Integrating multiomics and Single-Cell communication analysis to uncover Ankylosing spondylitis mechanisms.

BACKGROUND

Ankylosing spondylitis (AS) is a chronic inflammatory joint disorder, necessitating early diagnosis and effective treatment. The specific mechanism of action of Cassia twigs in the treatment of AS is not fully understood.

METHODS

Blood samples and clinical data from 28,458 individuals (6,101 with AS, 22,357 without AS) were collected.
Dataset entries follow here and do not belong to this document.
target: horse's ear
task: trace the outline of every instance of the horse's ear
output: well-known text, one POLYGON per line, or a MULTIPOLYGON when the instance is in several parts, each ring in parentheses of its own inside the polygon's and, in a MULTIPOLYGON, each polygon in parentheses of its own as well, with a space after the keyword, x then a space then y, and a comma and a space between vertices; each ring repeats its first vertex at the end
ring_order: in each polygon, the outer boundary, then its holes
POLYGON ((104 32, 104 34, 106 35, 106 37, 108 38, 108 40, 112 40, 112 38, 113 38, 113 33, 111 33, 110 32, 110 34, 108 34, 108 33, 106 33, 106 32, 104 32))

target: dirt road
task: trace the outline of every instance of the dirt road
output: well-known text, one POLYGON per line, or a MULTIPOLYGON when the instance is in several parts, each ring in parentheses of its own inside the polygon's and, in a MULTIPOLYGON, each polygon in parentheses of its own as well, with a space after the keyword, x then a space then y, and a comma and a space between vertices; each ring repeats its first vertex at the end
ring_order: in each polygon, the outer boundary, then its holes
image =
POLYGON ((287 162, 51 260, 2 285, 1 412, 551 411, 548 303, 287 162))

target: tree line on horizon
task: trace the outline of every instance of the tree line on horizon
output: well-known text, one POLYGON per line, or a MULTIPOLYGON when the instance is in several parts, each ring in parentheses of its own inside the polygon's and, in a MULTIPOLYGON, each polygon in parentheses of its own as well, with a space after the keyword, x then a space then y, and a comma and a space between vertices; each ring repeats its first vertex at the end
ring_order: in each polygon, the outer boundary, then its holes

To construct a predictive model, we utilized logistic regressions and machine learning techniques to create a dynamic nomogram. Immune cell infiltration was evaluated using the GSE73754 dataset. Subsequently, we obtained vertebral bone marrow blood from AS patients for 10X single-cell sequencing. We also extracted and purified total RNA from hip joint ligament tissue samples from six AS patients and six non-AS patients. The genes related to the expression of AS and Cassia twigs were analyzed comprehensively, and the specific drug targets were identified by molecular docking. The interactions between immune cells through cell communication analysis were elucidated.

RESULTS

We developed a dynamic nomogram incorporating the neutrophil count (NEUT) and other variables. Neutrophil immune responses were confirmed through immune infiltration analysis utilizing GSE73754. We observed the early involvement of neutrophils in the pathology of AS. The CAT-expressing Cassia twigs gene could be used as a drug target for the treatment of AS. Moreover, comprehensive RNA analysis revealed notable CAT expression in neutrophils and various other immune cells.

CONCLUSIONS

Neutrophils play dual roles in AS, regulating inflammation and initiating differentiation signals to other cells. The CAT gene, which is expressed in Cassia twigs, has emerged as a potential therapeutic target for AS treatment.